World Bank retreats from Nigeria

Jul 14, 1997 02:00 AM

June 23, 1997 The World Bank has cut its budget on Nigeria by 20 % while the number of its projects in the country has also been reduced from over 20 to 12. The decision to cut down the projects was made against the background that the bank's commitments to Nigeria had not been yielding the desired results.
A senior official of the bank in Nigeria has described the unsatisfactory result as a development attributable to the distortions in the Nigerian economy, Business Times reported today.

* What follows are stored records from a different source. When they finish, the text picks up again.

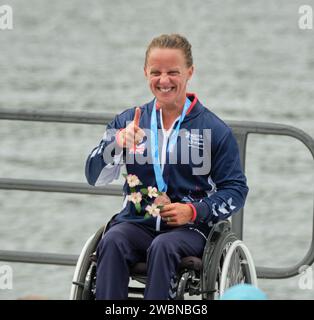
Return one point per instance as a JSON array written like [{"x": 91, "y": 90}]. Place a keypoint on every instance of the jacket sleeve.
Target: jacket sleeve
[
  {"x": 104, "y": 162},
  {"x": 230, "y": 188}
]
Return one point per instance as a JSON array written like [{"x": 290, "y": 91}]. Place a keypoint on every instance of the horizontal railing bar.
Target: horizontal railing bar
[
  {"x": 58, "y": 186},
  {"x": 38, "y": 257},
  {"x": 56, "y": 116}
]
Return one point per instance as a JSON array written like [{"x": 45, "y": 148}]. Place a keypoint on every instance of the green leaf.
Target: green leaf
[{"x": 138, "y": 207}]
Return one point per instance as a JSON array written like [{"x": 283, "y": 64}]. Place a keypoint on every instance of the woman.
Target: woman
[{"x": 190, "y": 156}]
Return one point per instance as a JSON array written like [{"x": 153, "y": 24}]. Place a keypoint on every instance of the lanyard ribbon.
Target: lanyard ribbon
[{"x": 162, "y": 186}]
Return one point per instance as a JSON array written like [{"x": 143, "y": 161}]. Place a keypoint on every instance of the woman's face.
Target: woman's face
[{"x": 167, "y": 75}]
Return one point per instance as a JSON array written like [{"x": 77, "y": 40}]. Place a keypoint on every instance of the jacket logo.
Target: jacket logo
[
  {"x": 195, "y": 140},
  {"x": 138, "y": 149}
]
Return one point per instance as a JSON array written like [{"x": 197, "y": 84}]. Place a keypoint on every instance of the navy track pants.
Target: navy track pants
[{"x": 127, "y": 243}]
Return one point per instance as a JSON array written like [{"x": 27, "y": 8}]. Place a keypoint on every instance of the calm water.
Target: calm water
[{"x": 252, "y": 63}]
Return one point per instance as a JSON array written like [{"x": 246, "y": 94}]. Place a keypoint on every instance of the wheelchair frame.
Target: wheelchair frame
[{"x": 226, "y": 261}]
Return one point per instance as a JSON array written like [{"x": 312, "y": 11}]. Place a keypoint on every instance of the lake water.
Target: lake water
[{"x": 252, "y": 62}]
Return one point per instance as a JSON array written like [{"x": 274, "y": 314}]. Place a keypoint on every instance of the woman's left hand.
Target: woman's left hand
[{"x": 176, "y": 214}]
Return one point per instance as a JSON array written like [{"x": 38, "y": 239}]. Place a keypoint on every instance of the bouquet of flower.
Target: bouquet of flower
[{"x": 152, "y": 209}]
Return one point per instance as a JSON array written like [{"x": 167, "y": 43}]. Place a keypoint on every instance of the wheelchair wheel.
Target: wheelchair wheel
[
  {"x": 188, "y": 285},
  {"x": 230, "y": 264},
  {"x": 85, "y": 270}
]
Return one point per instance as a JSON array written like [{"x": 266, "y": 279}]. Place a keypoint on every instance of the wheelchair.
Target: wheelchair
[{"x": 226, "y": 261}]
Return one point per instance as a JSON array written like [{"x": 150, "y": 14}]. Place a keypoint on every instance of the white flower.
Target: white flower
[
  {"x": 135, "y": 197},
  {"x": 132, "y": 180},
  {"x": 153, "y": 210},
  {"x": 152, "y": 192}
]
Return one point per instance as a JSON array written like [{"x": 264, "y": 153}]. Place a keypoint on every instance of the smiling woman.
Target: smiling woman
[
  {"x": 190, "y": 202},
  {"x": 168, "y": 67}
]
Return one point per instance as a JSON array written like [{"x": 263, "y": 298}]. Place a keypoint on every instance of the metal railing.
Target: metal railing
[{"x": 241, "y": 130}]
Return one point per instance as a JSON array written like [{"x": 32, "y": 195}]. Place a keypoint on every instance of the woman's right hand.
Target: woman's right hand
[
  {"x": 162, "y": 200},
  {"x": 132, "y": 134}
]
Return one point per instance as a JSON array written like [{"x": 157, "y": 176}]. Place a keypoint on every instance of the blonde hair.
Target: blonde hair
[{"x": 172, "y": 41}]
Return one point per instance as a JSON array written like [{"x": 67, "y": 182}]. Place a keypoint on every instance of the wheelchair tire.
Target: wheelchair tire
[
  {"x": 236, "y": 271},
  {"x": 81, "y": 279}
]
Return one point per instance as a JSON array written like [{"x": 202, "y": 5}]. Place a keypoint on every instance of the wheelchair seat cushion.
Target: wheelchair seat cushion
[{"x": 191, "y": 262}]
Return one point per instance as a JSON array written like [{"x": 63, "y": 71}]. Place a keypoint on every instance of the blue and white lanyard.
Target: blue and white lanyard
[{"x": 162, "y": 186}]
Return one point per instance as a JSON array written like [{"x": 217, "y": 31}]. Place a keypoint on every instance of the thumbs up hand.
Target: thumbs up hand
[{"x": 132, "y": 134}]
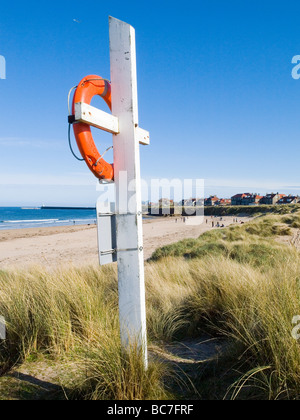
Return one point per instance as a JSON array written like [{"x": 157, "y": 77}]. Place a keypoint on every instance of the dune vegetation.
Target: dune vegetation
[{"x": 240, "y": 285}]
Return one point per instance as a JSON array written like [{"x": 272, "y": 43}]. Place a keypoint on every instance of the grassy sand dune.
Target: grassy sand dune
[{"x": 239, "y": 284}]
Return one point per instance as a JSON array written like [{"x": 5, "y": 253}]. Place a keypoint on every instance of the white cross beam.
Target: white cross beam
[{"x": 96, "y": 118}]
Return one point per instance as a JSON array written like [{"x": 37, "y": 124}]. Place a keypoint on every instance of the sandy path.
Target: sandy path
[{"x": 78, "y": 244}]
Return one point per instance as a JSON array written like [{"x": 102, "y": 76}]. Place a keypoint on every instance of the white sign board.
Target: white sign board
[{"x": 106, "y": 228}]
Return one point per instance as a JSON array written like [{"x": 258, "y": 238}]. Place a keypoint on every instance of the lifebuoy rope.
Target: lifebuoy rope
[{"x": 69, "y": 129}]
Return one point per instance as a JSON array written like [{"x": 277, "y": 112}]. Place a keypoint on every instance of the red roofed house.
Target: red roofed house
[
  {"x": 290, "y": 199},
  {"x": 211, "y": 201}
]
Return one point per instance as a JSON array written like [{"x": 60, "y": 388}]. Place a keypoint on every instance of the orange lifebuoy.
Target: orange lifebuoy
[{"x": 89, "y": 87}]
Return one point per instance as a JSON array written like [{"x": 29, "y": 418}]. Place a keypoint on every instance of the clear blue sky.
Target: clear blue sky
[{"x": 215, "y": 92}]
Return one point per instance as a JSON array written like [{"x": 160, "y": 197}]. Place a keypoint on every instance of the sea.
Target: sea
[{"x": 36, "y": 217}]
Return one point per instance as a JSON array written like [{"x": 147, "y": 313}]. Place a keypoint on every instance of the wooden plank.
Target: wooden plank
[
  {"x": 143, "y": 136},
  {"x": 128, "y": 186},
  {"x": 95, "y": 117}
]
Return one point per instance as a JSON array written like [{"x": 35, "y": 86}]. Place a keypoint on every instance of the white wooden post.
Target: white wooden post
[{"x": 128, "y": 185}]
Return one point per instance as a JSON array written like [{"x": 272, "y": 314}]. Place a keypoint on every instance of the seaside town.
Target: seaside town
[{"x": 243, "y": 199}]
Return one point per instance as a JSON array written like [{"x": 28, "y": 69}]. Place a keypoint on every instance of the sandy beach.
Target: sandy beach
[{"x": 77, "y": 245}]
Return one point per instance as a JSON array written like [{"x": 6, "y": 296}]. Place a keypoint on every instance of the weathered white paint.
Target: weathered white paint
[
  {"x": 106, "y": 229},
  {"x": 127, "y": 159},
  {"x": 143, "y": 136},
  {"x": 95, "y": 117}
]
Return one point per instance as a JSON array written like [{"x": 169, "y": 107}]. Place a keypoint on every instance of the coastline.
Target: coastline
[{"x": 77, "y": 245}]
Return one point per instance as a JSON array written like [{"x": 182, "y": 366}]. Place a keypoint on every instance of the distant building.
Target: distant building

The official did not elaborate the distortions but suggested that they should be removed if confidence was to be elicited from the bank. He said the bank has decided to shift attention to other African countries for further investment. According to the report, the bank has started recalling some of its key officials from Nigeria to its headquarters in Washington and embarked on some restructuring exercise including retrenchement of workers in its office in Lagos, Nigeria's economic centre.
The consultants and contractors of the bank have been put on the alert about the unfolding development with many of them having been told to leave as soon as their contracts lapse.Although existing projects would continue to be financed by the bank when due, fresh financial commitment may not be considered, the report said. It said the World Bank has frowned at the retention in Nigeria's 1997 budget of the dual exchange rates system, saying such commitment would not allow for proper accounting and budgetary implementation. Other grey areas to the bank include suspension of the privatisation of government parastatals and the closure of certain sectors of the economy to private investors.
The Nigerian government has in the past few years made some remarkable improvement in maintaining stability in the exchange rate, reducing inflation rate to below 20 % and opening up the economy through the promulgation of new investment decrees. However, the World Bank believes much can still be done to provide a more favourable investment climate.
Observers noted that the 5.5 % targeted growth rate at the end of this year is being threatened by falling consumer purchasing power and low industrial capacity utilisation, with some experts recommending an action plan capable of activating the productive sectors. Meanwhile, the lingering fuel crisis in one of world's leading oil producing countries since the beginning of this year has almost paralysed commercial and social activities in such big cities as Lagos.